In a time when having a song recorded professionally seems out of reach for most people, Shaw understands the allure of do-it-yourself recording equipment — he has a home setup himself. Still, he says there’s a difference between mixing your own record and enlisting the skill and ear of a pro.

“We all have to learn to live in this new world. One of the biggest victims (of the digital age) is the recording industry,” Shaw said. “So many studios have gone under.”

Davis has confidence in Graham’s “American Idol”-inspired business model.

“If anybody can make a business prosper and grow, it’ll be Josh,” he said.

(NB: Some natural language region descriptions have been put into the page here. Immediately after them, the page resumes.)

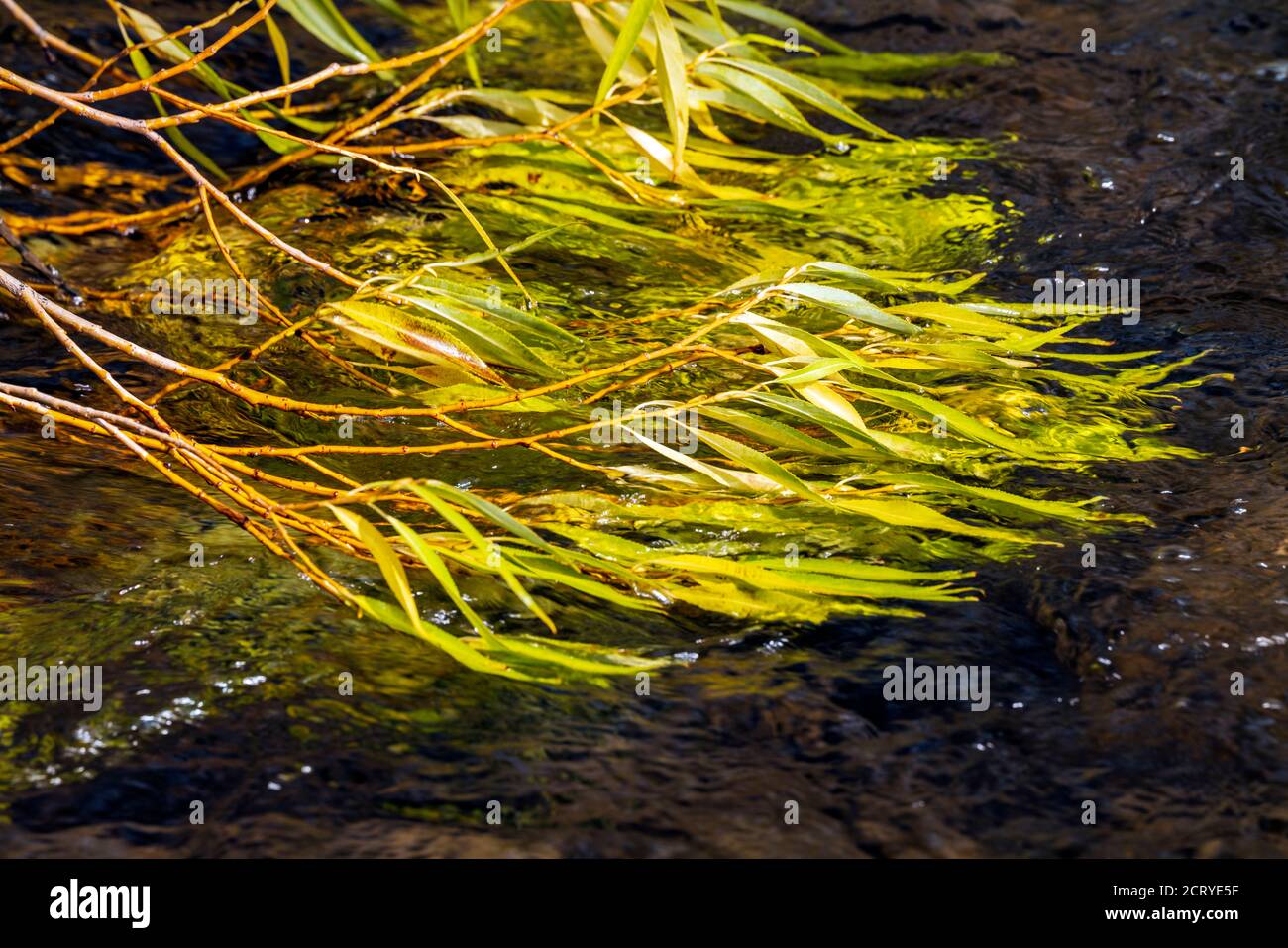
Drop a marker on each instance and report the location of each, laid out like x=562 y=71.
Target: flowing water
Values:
x=1111 y=685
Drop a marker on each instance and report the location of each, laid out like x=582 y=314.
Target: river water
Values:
x=1109 y=685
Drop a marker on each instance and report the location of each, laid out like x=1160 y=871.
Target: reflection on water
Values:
x=1108 y=685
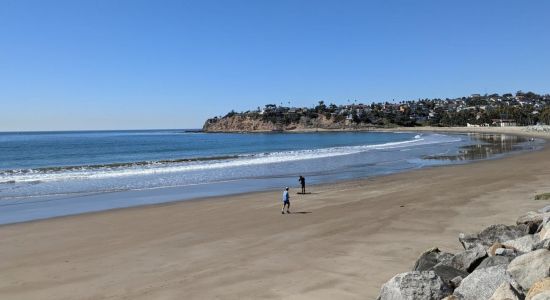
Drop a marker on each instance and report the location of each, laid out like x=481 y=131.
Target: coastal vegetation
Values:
x=521 y=108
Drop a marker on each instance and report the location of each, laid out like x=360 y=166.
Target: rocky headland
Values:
x=500 y=262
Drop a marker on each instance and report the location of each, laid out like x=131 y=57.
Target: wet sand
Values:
x=342 y=241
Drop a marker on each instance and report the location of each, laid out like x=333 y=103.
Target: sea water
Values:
x=47 y=174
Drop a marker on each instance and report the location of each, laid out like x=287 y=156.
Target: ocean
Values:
x=48 y=174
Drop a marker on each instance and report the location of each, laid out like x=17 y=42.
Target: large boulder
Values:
x=539 y=287
x=542 y=296
x=481 y=283
x=506 y=291
x=430 y=258
x=492 y=261
x=533 y=219
x=528 y=268
x=492 y=234
x=544 y=244
x=448 y=273
x=415 y=285
x=523 y=244
x=496 y=247
x=468 y=260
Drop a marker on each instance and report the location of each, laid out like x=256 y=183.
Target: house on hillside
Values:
x=504 y=122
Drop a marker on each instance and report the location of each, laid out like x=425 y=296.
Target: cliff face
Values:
x=239 y=123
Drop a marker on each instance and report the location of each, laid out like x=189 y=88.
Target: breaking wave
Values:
x=112 y=170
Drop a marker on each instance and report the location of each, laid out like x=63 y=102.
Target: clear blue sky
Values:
x=108 y=64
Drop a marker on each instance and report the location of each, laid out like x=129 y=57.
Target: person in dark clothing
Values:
x=286 y=202
x=302 y=181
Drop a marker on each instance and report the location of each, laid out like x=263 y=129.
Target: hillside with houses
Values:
x=509 y=109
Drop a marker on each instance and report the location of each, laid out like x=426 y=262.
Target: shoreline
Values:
x=347 y=239
x=65 y=206
x=518 y=130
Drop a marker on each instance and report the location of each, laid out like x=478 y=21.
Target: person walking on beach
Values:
x=286 y=202
x=302 y=181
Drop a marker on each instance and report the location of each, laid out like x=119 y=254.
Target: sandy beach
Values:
x=342 y=241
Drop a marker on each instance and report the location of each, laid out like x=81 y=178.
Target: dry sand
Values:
x=343 y=241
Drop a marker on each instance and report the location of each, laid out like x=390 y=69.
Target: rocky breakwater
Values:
x=500 y=262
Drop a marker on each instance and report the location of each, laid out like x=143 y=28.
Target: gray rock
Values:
x=468 y=260
x=539 y=287
x=447 y=273
x=545 y=231
x=430 y=258
x=492 y=234
x=506 y=252
x=415 y=285
x=532 y=218
x=542 y=296
x=528 y=268
x=523 y=244
x=481 y=283
x=455 y=282
x=492 y=261
x=544 y=244
x=506 y=291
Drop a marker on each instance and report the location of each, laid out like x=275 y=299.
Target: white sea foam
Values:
x=82 y=173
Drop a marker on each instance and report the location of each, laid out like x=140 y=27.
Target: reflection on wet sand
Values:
x=486 y=146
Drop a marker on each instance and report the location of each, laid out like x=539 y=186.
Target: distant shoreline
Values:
x=344 y=240
x=519 y=130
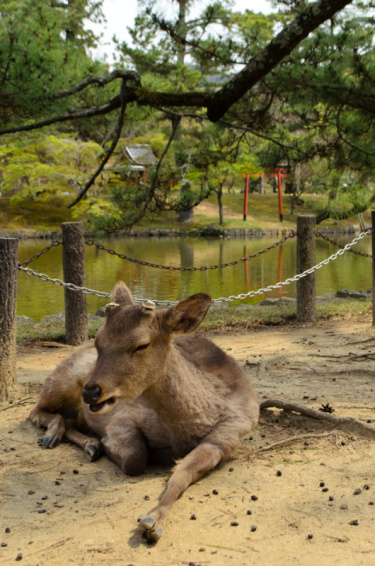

Leslie Ann Jones, a scoring director at George Lucas’s Skywalker Sound and trustee for the San Francisco chapter of The Recording Academy, said surviving recording studios have learned how to deal with dwindling clientele by offering special features in the same vein as American Sound. She called Graham’s approach forward-thinking.

“That’s what we have to do to survive,” she said.

Studios have always tried to look to other ways to make money, she said.

“I mean, studios are small businesses just like any other,” said the Grammy-winning recording engineer. “It doesn’t really matter whether in L.A. or Bakersfield or the Bay Area, you always have to look for creative ways to produce income so you can do what you love, which is make records.”

Davis feels that by no means does this signal the demise of musical innovators in Bakersfield — just look at his son.

“If you ask a 25-year-old and say Bakersfield, they say Korn,” he added.

— Californian editor Jennifer Self contributed to this report.